The key list can optionally be written to a file using --output-file.

Activating Redaction

Creating a key list does not activate redaction. The list ID must be added to the Configerator redaction configuration:

  1. Add a new RedactionSet entry to the repository's redaction configuration in Configerator
  2. Specify the RedactionKeyListId, a reason (task or SEV), and enforce status
  3. Submit and deploy the configuration change
  4. Mononoke servers reload the configuration within 60 seconds and begin enforcing the redaction

Log-Only Mode

Setting enforce: false in a redaction set enables log-only mode. Access to redacted content is permitted but logged. This allows:

  • Testing redaction before enforcement
  • Monitoring access to sensitive content
  • Gradual rollout of redaction policies

Access logs include the session ID, username (if available), operation type, and enforcement status.

Access Control and Permissions

Redaction enforcement operates independently of repository permissions. Even users with read access to a repository cannot access redacted content.

The CoreContext carries session information used for audit logging but does not grant exceptions to redaction. There is no mechanism to selectively grant access to redacted content based on user identity.

For operational purposes, the RedactedBlobstore provides an as_inner_unredacted() method that returns the underlying blobstore, but this is used only by internal tools that explicitly need to bypass redaction for maintenance operations.

Limitations and Considerations

Metadata Preservation - Redaction affects only file contents. Commit messages, file paths, author information, and other metadata remain visible. If metadata itself contains sensitive information, redaction alone is insufficient.

Historical Commits - Commits that include redacted content remain in the repository. The commit graph is not modified. Only access to the file contents is prevented.

Content-Addressed Nature - Redaction applies to content IDs. If the same content was previously accessible, copies may exist in caches (memcache, cachelib, local filesystems). Cache expiration eventually removes these copies, but immediate removal is not guaranteed.

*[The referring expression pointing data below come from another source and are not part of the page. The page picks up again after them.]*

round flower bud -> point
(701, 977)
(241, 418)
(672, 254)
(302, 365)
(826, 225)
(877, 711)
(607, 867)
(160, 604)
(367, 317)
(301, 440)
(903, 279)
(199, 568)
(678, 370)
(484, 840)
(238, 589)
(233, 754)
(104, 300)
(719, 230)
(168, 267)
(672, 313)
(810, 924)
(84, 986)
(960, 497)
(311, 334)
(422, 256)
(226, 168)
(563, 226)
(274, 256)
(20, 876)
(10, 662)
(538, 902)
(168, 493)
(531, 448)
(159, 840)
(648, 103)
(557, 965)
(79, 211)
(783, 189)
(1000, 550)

Derived Data - Some derived data types (like Git trees or Mercurial manifests) may reference redacted content IDs. Accessing these derived data structures succeeds, but attempts to fetch the actual file contents fail.

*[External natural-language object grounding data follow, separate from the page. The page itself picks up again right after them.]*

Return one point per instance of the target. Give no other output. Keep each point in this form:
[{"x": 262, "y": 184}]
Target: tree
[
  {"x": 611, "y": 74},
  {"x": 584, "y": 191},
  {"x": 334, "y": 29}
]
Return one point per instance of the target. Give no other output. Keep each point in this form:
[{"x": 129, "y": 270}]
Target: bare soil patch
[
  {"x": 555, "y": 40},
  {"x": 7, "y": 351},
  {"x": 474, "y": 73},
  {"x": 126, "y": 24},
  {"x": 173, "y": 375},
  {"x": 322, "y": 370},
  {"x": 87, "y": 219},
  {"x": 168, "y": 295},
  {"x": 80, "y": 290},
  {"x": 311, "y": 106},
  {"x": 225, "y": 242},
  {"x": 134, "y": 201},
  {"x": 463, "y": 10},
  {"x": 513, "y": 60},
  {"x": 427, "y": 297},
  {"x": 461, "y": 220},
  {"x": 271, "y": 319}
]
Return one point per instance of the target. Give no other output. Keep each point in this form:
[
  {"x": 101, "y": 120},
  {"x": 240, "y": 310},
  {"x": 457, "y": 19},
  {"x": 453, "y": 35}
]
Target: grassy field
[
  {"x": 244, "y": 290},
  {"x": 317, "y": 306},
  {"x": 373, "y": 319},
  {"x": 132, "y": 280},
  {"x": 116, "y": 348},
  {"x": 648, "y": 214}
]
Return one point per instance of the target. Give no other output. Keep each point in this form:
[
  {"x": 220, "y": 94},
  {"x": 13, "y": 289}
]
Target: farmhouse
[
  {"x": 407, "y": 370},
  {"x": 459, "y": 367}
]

No Content Deletion - Redaction prevents access but does not delete content from the blobstore. The blobs remain stored and continue consuming storage space. Physical deletion would require separate blobstore cleanup operations.

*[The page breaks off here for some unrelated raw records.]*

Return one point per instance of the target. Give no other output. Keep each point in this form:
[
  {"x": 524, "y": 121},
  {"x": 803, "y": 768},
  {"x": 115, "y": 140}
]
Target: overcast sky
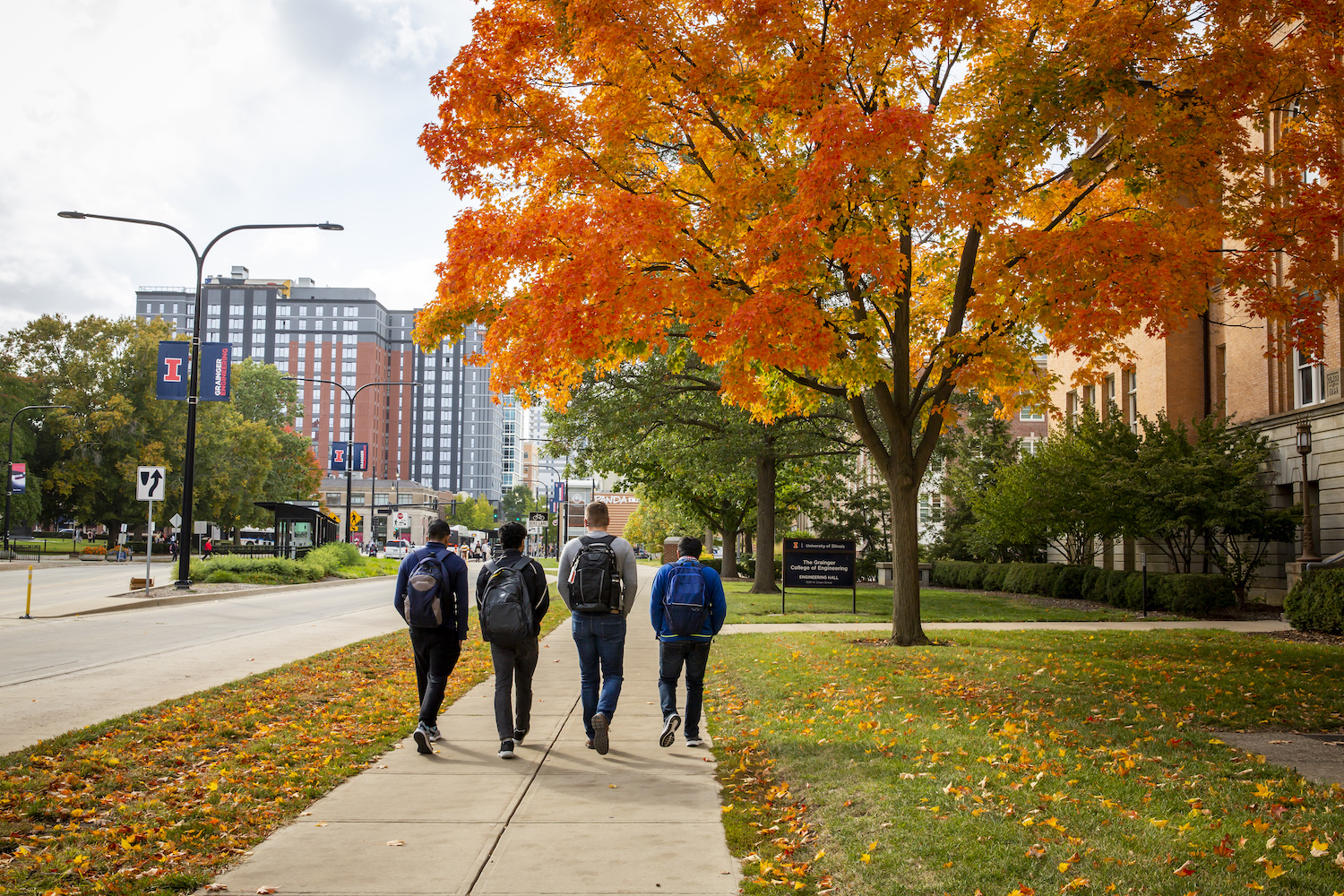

Configuration Propagation - Changes to redaction configuration take up to 60 seconds to propagate to all servers. During this window, some servers may enforce redaction while others do not.

Implementation Details

The redaction system is implemented across several components:

Blobstore Decorator (blobstore/redactedblobstore/) - The RedactedBlobstore implements the Blobstore trait and wraps another blobstore implementation. It maintains the redacted content map and performs access checks.

Feature Library (features/redaction/) - Provides high-level functions for creating and managing redaction key lists. Used by the admin tool.

Admin Commands (tools/admin/src/commands/redaction/) - Command-line interface for redaction operations:

  • create-key-list - Create key list from file paths in a commit
  • create-key-list-from-ids - Create key list from blobstore keys directly
  • fetch-key-list - Retrieve a key list by ID
  • list - List redacted paths in a commit

Type Definitions (mononoke_types/) - Defines RedactionKeyList and RedactionKeyListId types for serialization and content addressing.

Configuration (metaconfig/types/) - Defines RedactionConfig structure specifying the blobstore for key lists and the Configerator location for redaction sets.

The RedactedBlobstore is inserted into the blobstore decorator stack by the repository factory, positioned to intercept all content access regardless of caching or other decorators.

Component-specific implementation details are located in blobstore/redactedblobstore/ and features/redaction/.